Dünya Savaşı Ve Son Kale Türkiye

İslami geleneğin, dünya görüşünün, evren algısının dayandığı “Vahdette kesret, kesrette Vahdet” mefkûresinin içi de dışı da doludur. Müslümanlar hem dünyalarını(n...

İslami geleneğin, dünya görüşünün, evren algısının dayandığı “Vahdette kesret, kesrette Vahdet” mefkûresinin içi de dışı da doludur. Müslümanlar hem dünyalarını(n inşaını) hem ahiretlerini bu mefkûreye dayandırırlar.
Bu inançtan esinlenerek Müslümanlar “bir tek evi bütün insanların içinde yaşadığı kainat, kainatı da bütün insanların yaşadığı bir ev” olarak kabul etmiştir.

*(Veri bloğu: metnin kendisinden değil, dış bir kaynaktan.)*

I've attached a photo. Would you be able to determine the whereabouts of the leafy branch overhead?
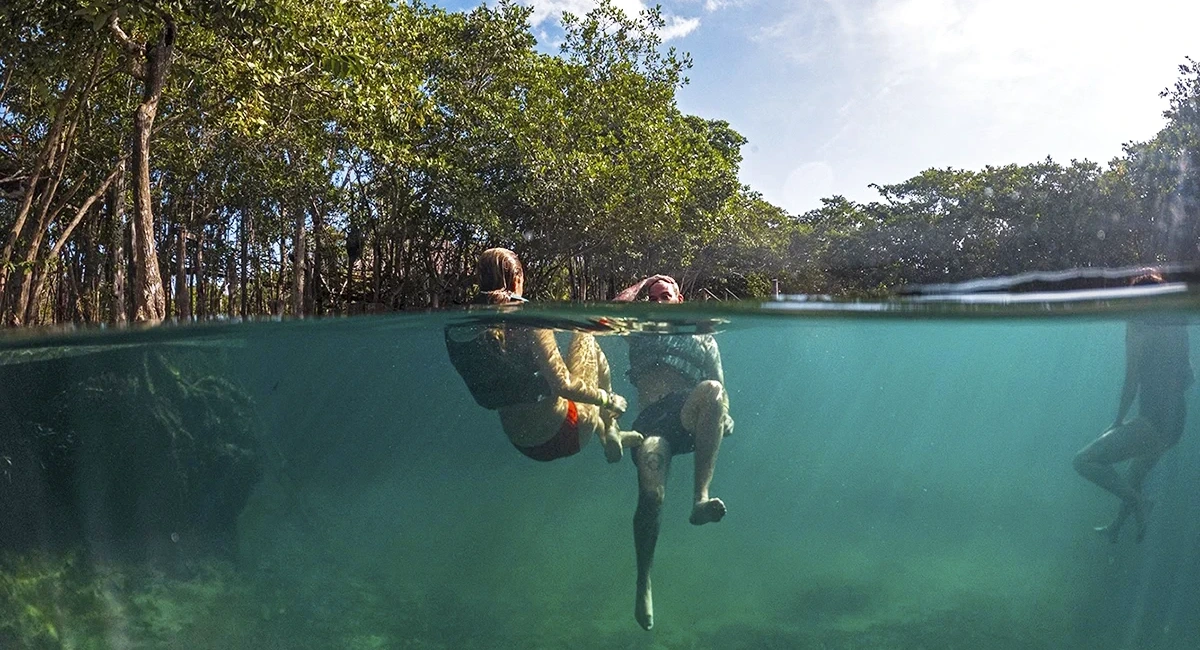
[0,0,1200,324]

Böyle bir dini geleneği temsil eden Müslümanların içler acısı hali kendi özelimizdir, biz bizi bu konuda çok eleştirdik, eleştirmeye devam da edeceğiz. Lakin;
Biz Müslümanları savaşçı da değil, terörist figür olarak toplumlarına sunan Batılılar biliyorlar ki “Müslüman teröristlerin” bin yılda bile işleyemedikleri cinayetleri bir yılda, evet, evet, 365 günde kendileri barbarca işlemişlerdir hem de defalarca. Bunun için sadece 21. Yüzyılın 2. ya da 3. yılına bakmaları kâfi. Şimdi de dünyayı yeni bir Dünya Savaşı çıkarmanın eşiğine getirmeye çalışanlar yine kendileri.
Nedir amaçları?
İlk olarak zaten uyuşuk olan kendi kamuoyuna Müslüman=Terörist algısını yerleştirmek, sonra da bu algının gölgesinde yüz yıllık yeni planı gerçekleştirmek.

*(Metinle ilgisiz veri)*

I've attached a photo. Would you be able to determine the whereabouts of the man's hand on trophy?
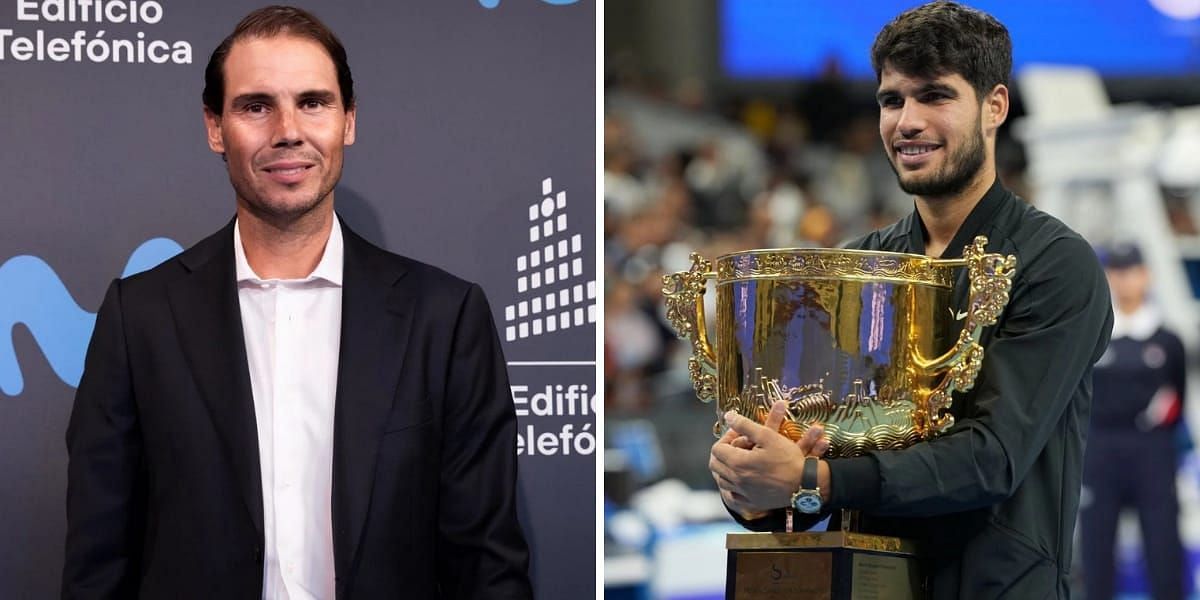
[708,402,828,518]
[708,430,770,521]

Batılılar bütün bir İslam âlemini yeniden karmak istiyor, bundan da;
Yeni/den uluslar var etmek,
Yeni/den haritalar çizmek,
Yeni/den müttefiklikler oluşturmak,
22. Yüzyıla yine İslam coğrafyasını kanlı bir tasarımla hizaya getirecek düzenlemeyi ta bugünlerde dayatmak. Adamların asırlık planları dörtyüz yıldır böyle işliyor.
Lakin,
Son kale Türkiye buna mani oluyor. Bu yüzden bütün öfkelerini SON KALEye yöneltmişler Batılı dost ve müttefiklerimiz!
Son haftalarda dikkatinizi çekmiştir, hem Cumhurbaşkanı Recep Tayyip Erdoğan hem Başbakan Ahmet Davutoğlu “SON KALE TÜRKİYE”yi konuşuyorlar.

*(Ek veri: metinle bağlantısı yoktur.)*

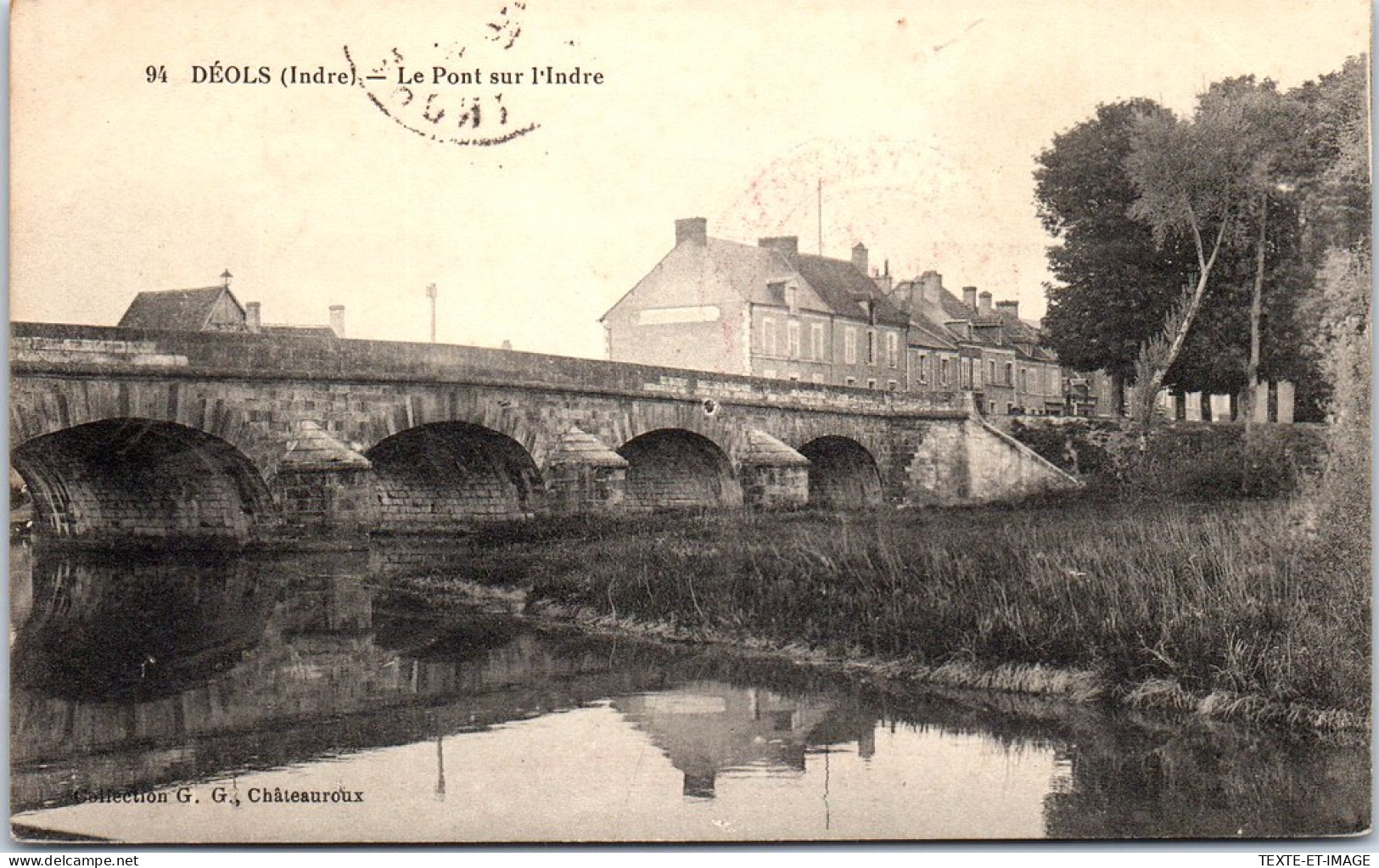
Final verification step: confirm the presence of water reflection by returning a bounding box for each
[11,548,1370,841]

Evet, Türkiye SON KALE. Türkiye’nin 2007’den sonra, -Japon politikacı ve yazar Shintaro İshahara’nın ifadesiyle- ”Yes-Men/Evet Efendim”ci yani efendi-köle ilişkisine dayalı politikaları bıraktığı için saldırıya uğradığını gayet iyi biliyoruz.
Türkiye, NATO şemsiyesi altına sığmayacağını, sınırlarının resmi-hukuki territoric sınırlarının çok ötesinde olduğunu söylediği için daha ağır saldırıya uğradığını da biliyoruz. Öyle kolay değildi; 80 yıl boyunca 1-2 istisnai çıkış dışında hiçbir lider Batı’ya “Biz bağımsız bir devletiz, kendi milletimizin menfaatleri var, jandarmanız olamayız, olmayız” diyemedi. Başbakan olduğu dönemden beri Tayyip Erdoğan liderliğindeki Türkiye ülkesinin potansiyellerini, stratejik gücünü, yani coğrafyasını, tarihini, kültür ve nüfusunu, ekonomisini, askerini, nüfuzunu önüne koyup “Türkiye bugünleri hak etmiyor” dedi.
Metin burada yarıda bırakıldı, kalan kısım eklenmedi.